After pipe 1 and pipe 2 are taken out, the simulation scenario (2) in Figs. 12 and 13 shows similar features to the simulation scenario (1). Three parallel isotropic axis misalignment regions and the lower portion are wider than the upper portion. The reason is that there is a boundary diffraction signal. The oil area is equivalent to a waveform amplifier. The distance between the parallel multiple reflections of the second pipe is large. The electrical difference between the filling medium in the pipe and surrounding medium is larger, the reflection is more obvious and strong. In the single-channel waveform diagram, the pipeline with oil is high-resistance, the first-coming emission wave at the top of the void is opposite to the phase of the incident wave. The first-time reflected wave at the bottom and the reflected wave at the top interfere with each other, it makes the inflection point drown in the signal.

Fig. 12.

Cross-sectional view of numerical simulation radar for pipeline filling oil and sand.

Fig. 13.

Single-channel wave of numerical simulation radar for pipeline filling oil and sand.

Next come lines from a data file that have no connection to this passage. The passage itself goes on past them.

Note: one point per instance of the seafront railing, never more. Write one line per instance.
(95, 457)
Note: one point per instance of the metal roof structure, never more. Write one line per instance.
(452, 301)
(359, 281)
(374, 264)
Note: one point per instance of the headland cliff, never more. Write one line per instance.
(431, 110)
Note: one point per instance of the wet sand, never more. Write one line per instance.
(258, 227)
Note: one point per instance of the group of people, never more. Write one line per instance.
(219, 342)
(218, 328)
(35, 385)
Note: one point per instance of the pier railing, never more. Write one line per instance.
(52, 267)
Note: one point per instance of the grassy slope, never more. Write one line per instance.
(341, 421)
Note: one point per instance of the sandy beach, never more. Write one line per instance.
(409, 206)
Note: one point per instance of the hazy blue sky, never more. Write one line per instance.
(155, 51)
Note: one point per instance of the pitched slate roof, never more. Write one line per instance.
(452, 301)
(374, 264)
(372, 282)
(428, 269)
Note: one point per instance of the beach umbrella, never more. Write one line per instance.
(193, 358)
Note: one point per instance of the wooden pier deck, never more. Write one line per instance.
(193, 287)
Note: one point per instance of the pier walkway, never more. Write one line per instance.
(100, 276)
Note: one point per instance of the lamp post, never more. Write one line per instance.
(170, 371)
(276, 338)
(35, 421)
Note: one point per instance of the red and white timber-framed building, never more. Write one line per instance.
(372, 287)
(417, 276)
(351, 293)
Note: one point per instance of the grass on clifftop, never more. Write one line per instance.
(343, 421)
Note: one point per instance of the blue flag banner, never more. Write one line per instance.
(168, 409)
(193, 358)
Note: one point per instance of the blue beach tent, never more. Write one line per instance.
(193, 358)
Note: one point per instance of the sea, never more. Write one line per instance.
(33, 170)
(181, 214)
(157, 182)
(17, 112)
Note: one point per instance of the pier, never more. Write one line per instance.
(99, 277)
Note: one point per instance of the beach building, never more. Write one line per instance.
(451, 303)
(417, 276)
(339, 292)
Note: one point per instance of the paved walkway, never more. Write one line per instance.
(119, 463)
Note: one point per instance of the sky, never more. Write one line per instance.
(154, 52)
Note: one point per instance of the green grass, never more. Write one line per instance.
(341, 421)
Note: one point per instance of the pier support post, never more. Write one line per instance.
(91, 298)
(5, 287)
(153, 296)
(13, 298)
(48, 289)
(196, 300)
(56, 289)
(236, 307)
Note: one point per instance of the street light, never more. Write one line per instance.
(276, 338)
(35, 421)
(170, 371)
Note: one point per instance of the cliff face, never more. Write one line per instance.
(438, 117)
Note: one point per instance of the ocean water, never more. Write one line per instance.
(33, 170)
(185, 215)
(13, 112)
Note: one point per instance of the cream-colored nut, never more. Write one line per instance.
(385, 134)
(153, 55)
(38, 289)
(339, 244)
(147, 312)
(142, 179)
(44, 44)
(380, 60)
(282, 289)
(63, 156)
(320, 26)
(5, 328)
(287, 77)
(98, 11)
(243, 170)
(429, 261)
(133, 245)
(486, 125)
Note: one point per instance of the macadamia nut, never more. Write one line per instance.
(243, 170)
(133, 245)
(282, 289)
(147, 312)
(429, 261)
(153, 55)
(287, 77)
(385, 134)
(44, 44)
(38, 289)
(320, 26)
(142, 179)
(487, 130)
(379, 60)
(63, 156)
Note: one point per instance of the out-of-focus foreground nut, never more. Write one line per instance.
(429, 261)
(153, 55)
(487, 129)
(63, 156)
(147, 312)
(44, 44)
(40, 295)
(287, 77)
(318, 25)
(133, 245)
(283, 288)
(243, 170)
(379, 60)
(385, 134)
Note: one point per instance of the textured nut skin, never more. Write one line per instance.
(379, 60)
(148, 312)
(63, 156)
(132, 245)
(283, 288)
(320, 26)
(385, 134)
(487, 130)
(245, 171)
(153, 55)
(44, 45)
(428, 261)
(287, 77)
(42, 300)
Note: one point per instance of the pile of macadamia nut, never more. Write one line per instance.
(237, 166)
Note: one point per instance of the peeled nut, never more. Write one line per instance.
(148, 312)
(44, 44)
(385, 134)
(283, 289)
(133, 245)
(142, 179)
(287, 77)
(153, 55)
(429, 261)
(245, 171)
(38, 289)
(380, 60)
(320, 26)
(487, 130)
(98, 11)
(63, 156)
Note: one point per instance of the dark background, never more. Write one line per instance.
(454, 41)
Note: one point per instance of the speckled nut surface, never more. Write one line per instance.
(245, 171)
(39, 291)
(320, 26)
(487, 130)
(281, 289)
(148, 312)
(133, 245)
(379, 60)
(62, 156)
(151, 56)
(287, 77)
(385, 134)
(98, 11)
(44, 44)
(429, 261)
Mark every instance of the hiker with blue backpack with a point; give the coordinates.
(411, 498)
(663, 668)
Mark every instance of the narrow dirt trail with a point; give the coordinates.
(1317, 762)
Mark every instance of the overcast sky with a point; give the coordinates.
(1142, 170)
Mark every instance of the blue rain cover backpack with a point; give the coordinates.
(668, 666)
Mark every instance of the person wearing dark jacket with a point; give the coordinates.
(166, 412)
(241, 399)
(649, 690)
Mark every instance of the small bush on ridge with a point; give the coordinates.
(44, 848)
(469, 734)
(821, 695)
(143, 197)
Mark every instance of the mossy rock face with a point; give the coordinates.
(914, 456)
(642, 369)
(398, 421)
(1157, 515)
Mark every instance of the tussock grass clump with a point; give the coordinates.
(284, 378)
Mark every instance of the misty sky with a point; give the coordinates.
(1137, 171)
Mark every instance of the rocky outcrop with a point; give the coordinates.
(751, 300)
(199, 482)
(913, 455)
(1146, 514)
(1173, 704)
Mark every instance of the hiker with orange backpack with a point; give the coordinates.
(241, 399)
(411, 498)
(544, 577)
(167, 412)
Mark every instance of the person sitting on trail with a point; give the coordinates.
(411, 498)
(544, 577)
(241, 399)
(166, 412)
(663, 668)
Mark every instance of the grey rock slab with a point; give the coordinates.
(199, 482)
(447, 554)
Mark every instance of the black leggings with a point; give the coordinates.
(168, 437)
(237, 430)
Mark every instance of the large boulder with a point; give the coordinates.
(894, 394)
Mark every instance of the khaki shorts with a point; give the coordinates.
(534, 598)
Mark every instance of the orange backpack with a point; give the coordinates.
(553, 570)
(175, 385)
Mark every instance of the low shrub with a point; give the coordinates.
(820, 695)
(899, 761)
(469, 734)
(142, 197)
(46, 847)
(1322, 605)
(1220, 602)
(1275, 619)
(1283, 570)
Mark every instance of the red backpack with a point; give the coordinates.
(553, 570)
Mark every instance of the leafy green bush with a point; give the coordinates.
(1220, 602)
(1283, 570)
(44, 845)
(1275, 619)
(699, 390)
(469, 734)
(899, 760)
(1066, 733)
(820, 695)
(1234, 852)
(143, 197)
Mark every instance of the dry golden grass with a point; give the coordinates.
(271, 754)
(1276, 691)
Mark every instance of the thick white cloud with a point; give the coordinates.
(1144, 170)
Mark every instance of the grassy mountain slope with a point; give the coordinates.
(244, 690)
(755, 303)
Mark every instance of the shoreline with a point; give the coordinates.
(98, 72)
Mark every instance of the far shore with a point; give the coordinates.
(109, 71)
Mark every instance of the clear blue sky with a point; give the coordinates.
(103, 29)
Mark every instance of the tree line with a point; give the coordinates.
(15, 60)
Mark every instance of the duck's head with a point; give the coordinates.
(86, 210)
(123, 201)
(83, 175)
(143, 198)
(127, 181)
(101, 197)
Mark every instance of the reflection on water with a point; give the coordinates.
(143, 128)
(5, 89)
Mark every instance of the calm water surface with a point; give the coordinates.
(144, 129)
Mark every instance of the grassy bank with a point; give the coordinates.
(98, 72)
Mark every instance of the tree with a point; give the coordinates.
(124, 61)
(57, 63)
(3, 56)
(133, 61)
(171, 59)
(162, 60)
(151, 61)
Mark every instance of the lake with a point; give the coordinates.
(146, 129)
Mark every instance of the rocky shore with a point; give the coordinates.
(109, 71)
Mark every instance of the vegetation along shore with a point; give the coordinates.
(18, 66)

The single channel waveform is shown in Fig. 13. The relative dielectric constant of the pipeline is set small. There are obvious reflection anomalies in the radar profile for both pipes. It depends on the size of pipe, the reflection shows a different performance. There is a diffraction phenomenon of electromagnetic waves at the boundary of pipeline one. This is a concrete manifestation of the electrical difference between the pipeline and surrounding soil. The approximate area of the soil can be judged by the position of boundary diffraction. The electromagnetic wave signal and the diffraction signal of boundary are superimposed at the bottom, the bottom of pipe can be judged by the position of intersection. For the two pipes, the soil signal shows an asymmetrical feature in the profile. There is a certain degree of electromagnetic wave loss in the process of electromagnetic signal propagating from the top to the bottom.

Due to the small extent of the pipeline and the increase in depth compared to pipeline two, the pipeline one only shows a hyperbolic reflection signal with a small curvature on the radar profile, the excitation wave is more excited, the hyperbolic boundary propagates farther on the radar profile. It shows that when the pipeline is gradually reduced to a certain extent, the geological radar loses its ability to judge the scope of the pipeline.

4 CONCLUSIONS

(1) The simulation results show that the layered characteristic signal is a linear signal. The circular pipeline characteristic signal is a hyperbolic in-phase axis signal with the opening facing down. According to the coordinates of the hyperbolic inflection point, the horizontal center position and the upper surface depth of pipeline can be quantitatively estimated, the diameter of pipe and the depth of lower surface are difficult to be directly calculated from the image data.

(2) The different sizes of pipeline cause the different electromagnetic waves angles signal. The radius of curvature hyperbola on the image is larger, when the diameter of pipe is larger. The length of the two ends is larger, the signal is clearer. It is verified that the pipe diameter and vertical depth are proportional to the horizontal length and vertical length of strong reflection signal on the outer surface of signal region respectively.

(3) When the pipeline is filled with oil, the liquid medium is with a high dielectric constant and the hyperbolic interfaces of pipelines are no longer obvious. The strong signal accompanying the oil region shows a hyperbolic contour, it is not clear in-phase axis. The characteristic signal of oil- filled pipeline on the sectional view is a crescent-shaped signal with a downward opening. The area of the reflective area for pipeline is reduced, the absorption of electromagnetic waves is strong, there is no unnecessary diffraction.